Kern Knotts - Background Information

Who better to describe Kern Knotts Crack than O g Jones himself who first climbed it? Extract is from his book Rock-Climbing in the English Lake District.


One fine morning in April I started off for Keswick aggrieved to leave Wastdale and feeling strong after a fortnight’s scrambling. Surely if the Crack could be done at all now would be the time, with weather and fitness corresponding. Our party was small; two men where coming with me to look at Kern Knotts…It was in the preceding winter that Hill had let me down from the top of the Crack for a distance of fifty feet to a small loose platform of rock, and I had with some extreme effort managed to return without tugging the rope. Since that time there had been opportunity to reflect and decide that if I could get up to the platform from below and then help another to the same level, we could jointly manage to ascend the Crack without further aid. If the platform could not hold two, it would be a case of ascending the worst part of the Crack, the splayed out portion some twelve feet high without further assistance.

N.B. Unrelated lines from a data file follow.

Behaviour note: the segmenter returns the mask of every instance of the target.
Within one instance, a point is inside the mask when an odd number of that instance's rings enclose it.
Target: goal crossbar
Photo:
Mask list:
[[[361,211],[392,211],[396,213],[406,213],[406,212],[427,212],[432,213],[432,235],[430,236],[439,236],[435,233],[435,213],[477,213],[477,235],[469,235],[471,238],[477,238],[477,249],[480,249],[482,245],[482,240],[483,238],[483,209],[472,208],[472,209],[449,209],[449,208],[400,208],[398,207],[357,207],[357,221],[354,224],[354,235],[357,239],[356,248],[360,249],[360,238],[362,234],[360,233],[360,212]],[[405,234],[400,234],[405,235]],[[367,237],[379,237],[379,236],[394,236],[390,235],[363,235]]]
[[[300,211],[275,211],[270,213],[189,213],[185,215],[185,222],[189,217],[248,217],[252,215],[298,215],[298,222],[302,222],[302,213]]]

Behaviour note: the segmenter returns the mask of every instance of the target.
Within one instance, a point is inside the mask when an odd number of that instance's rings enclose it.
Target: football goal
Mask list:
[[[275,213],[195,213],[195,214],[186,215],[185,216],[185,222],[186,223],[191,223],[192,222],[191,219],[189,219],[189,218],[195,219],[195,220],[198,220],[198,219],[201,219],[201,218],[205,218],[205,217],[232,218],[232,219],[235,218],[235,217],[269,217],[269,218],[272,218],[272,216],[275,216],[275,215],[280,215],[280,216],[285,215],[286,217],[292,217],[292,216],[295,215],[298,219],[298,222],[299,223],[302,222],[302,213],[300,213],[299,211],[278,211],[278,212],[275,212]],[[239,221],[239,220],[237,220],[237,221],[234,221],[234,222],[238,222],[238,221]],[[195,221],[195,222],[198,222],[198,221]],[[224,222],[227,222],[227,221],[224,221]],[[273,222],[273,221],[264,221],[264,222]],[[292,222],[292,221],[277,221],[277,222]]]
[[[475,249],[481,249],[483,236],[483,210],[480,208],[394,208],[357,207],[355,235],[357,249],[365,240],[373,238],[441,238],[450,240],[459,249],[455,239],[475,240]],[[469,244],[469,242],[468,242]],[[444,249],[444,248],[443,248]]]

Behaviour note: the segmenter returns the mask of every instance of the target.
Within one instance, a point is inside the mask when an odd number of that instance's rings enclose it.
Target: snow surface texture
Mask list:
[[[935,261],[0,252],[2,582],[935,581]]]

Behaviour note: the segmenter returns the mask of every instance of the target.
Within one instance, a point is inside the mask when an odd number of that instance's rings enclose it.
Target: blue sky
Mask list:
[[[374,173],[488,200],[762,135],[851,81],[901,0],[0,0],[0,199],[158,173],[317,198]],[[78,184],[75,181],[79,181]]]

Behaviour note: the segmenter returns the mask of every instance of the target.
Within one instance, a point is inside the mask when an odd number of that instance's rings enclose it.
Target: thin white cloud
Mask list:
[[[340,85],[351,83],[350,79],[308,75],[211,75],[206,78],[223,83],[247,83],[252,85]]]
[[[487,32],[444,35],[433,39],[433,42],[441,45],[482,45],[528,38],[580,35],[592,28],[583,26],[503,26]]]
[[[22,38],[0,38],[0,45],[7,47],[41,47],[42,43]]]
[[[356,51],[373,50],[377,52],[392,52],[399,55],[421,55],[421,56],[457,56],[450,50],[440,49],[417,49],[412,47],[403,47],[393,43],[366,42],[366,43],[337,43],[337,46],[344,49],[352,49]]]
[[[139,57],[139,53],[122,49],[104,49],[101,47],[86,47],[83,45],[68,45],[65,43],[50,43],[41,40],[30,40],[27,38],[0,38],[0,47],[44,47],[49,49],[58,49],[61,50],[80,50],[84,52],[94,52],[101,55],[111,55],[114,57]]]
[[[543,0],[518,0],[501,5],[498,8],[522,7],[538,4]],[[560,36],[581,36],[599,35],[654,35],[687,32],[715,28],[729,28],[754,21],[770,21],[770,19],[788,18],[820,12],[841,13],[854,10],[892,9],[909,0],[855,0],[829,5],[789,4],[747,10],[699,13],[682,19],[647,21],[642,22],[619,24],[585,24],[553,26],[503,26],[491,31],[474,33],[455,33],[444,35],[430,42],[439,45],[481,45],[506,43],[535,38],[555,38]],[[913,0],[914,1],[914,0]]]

On reaching the spot things looked cheerful enough. The wall is one side of a buttress about one hundred feet in height, and marvellously smooth to look at. It is cut down from top to bottom by a clean edged slit passing right through the buttress and forming on the other side Kern Knotts Chimney. At a height of thirty feet or so is the little platform, the niche at the back of which looks as though carved out for the reception of a piece of stationary. The portion of the crack that leads up to this first part has a slightly different outlook; it is more open, and is provided with holds of a shaky description. Getting a companion to hold himself in this I mounted his shoulders and felt about with the hands. There was nothing at all which seemed firm. So I called for an axe, and, remembering certain tactics in an awful rock climb in Northern Italy some years before, I rammed the axe longitudinally into the crack and endeavoured to use it ass a hold. On this occasion it would not act; the loose stones in the cleft were simply levered out of place, and I had to pass the axe down again. Then ensued a few moments fatiguing suspension from one arm with but poor foothold to ease the strain. It was no go this time, I had to let myself down to rest awhile. Next attempt with a little delicate balancing I reached the top hold with both hands and dragged up to the lower step in the ledge. Thence to the platform was an easy mater and we all began to breathe freely.


It never occurred to me that I had made no mental note, in my previous ascent of the crack, of the method of getting up the next part and when it came to the test I found it impossible, three times in succession, to get my head above a certain projecting block at the top of the niche. Each time it caught me by the back of the neck and would not release me till in desperate extremity I let myself down again with exhausted arms. After these failures I flung away my coat and tied on to a rope that had been let down from above. With renewed confidence the fourth attempt was successful. When the first twelve feet were passed I found two wedged stones a short distance above my head. These forced my body out of the crack altogether, but they offered respectable holds during the process. Above these the next pitch involved a process of backing up, though the chimney was much too narrow to brace firmly across from side to side. I joined the men at the top after a few more struggles, breathless and exhausted.`

After a rest, we effected an ascent without a rope; a rapid passage of a worst bit left me with reserve strength to climb the rest of the way comfortably. Eighty feet and the descent by the chimney on the other side were then disposed in seven minutes.


The first account of a route being inspected by top rope before being climbed?

Picture of Guy Newbold doing the ascent of Kern Knotts Crack in tweeds, cloth cap and hobnailed boots on the 100th aniversary of the first ascent 1897? and the morning of the Team's first Kern Knotts Auction.